Cahier critique 01/12/2016

"Calme ta joie" d’Emmanuel Laskar

L’esprit turbulent de la troupe des Chiens de Navarre imprègne joyeusement ce premier film lumineux remarqué à Cannes en 2015.

Plus contemplatif que la comédie boulevardière qui s'est jouée précédemment en décor naturel, le générique de fin de Calme ta joie serpente sur une route forestière de Provence. Au volant, Maxime (Maxence Tual) improvise à pleine voix un chant à partir du nom de sa destination, Collobrières, bourgade dans laquelle il va emménager suite à son divorce.

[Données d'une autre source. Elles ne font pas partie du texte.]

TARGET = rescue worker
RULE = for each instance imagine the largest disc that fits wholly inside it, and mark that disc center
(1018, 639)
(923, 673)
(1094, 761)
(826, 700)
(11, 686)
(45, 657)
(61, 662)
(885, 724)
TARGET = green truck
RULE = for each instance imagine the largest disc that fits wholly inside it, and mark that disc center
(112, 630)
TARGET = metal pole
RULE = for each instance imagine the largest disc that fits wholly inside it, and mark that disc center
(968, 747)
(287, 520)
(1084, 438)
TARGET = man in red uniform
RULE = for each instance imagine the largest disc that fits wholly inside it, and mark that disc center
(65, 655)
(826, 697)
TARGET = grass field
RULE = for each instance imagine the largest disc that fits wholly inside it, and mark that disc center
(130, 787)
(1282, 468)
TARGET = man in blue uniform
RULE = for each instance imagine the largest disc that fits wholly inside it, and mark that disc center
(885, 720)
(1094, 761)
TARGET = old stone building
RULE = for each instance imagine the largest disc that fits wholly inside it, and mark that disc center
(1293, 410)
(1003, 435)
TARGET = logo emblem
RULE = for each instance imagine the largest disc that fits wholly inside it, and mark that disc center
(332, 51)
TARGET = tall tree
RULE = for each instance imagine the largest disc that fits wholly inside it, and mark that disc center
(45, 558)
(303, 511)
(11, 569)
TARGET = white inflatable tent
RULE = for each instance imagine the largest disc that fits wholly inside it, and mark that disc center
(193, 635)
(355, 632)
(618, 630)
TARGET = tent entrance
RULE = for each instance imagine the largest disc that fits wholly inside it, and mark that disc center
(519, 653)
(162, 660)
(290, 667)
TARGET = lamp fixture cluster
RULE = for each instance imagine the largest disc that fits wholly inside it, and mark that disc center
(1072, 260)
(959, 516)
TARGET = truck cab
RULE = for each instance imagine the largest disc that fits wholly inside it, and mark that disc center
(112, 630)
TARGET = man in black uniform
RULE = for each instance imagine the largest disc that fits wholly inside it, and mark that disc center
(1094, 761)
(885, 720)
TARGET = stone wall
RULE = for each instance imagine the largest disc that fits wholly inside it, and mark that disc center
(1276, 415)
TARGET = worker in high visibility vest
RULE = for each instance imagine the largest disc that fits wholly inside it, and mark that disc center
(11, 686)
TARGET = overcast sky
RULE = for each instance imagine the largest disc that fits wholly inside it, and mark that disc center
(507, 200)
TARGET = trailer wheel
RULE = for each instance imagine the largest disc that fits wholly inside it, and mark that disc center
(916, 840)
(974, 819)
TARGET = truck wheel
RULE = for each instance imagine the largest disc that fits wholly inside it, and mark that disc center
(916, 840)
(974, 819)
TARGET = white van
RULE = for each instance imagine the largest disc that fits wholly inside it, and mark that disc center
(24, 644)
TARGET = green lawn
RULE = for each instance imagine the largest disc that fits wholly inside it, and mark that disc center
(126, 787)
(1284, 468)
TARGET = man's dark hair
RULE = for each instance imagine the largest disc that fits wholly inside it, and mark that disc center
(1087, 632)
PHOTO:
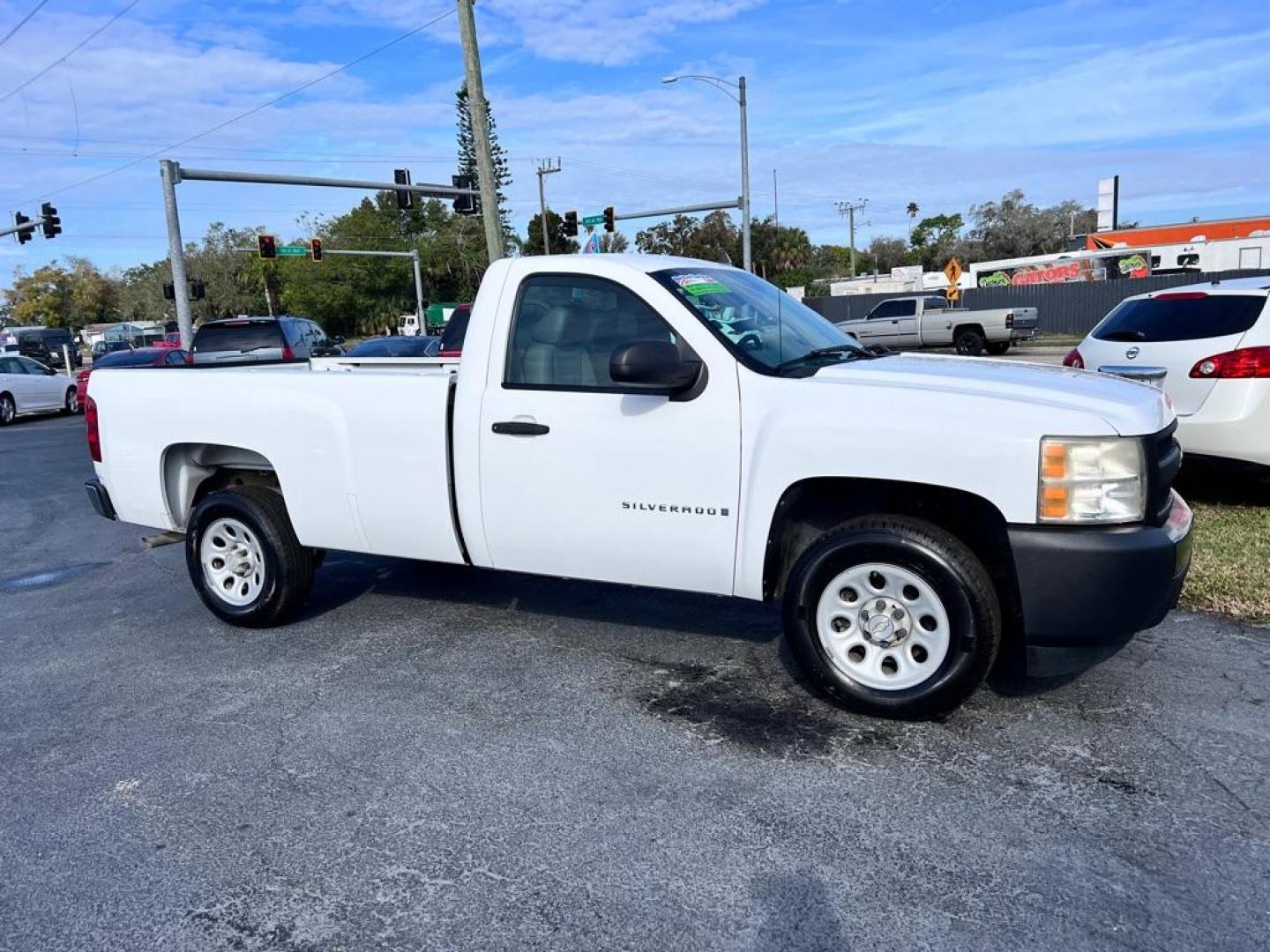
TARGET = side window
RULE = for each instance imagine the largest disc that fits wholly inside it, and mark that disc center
(566, 326)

Ce nom était déjà au cœur de la première séquence, crié lors de la conversation téléphonique empêchée par une connexion défaillante.
Emmanuel Laskar se plaît à orchestrer ce type de changements de tons, alternant séquences comiques et dramatiques. C’est que, comme Il est des nôtres de Jean-Christophe Meurisse récemment, Calme ta joie est une émanation de la compagnie des Chiens de Navarre, dont sont issus son réalisateur et ses comédiens. En résulte une application extrême à mettre en scène et en espace, cigales comprises, les dialogues de cette comédie amère sur le couple et la création. Plus que pour son sens, le mot vaut pour la façon dont les acteurs se l’approprient. Crié avant que d’être chantonné, le nom de Collobrières donne à comprendre le trajet accompli par Maxime, peintre trentenaire à la croisée des chemins, tant sentimentalement (il peine à quitter son atelier attenant au domicile conjugal que Suzanne occupe désormais avec un autre) que professionnellement (il ne parvient pas à vivre de son art).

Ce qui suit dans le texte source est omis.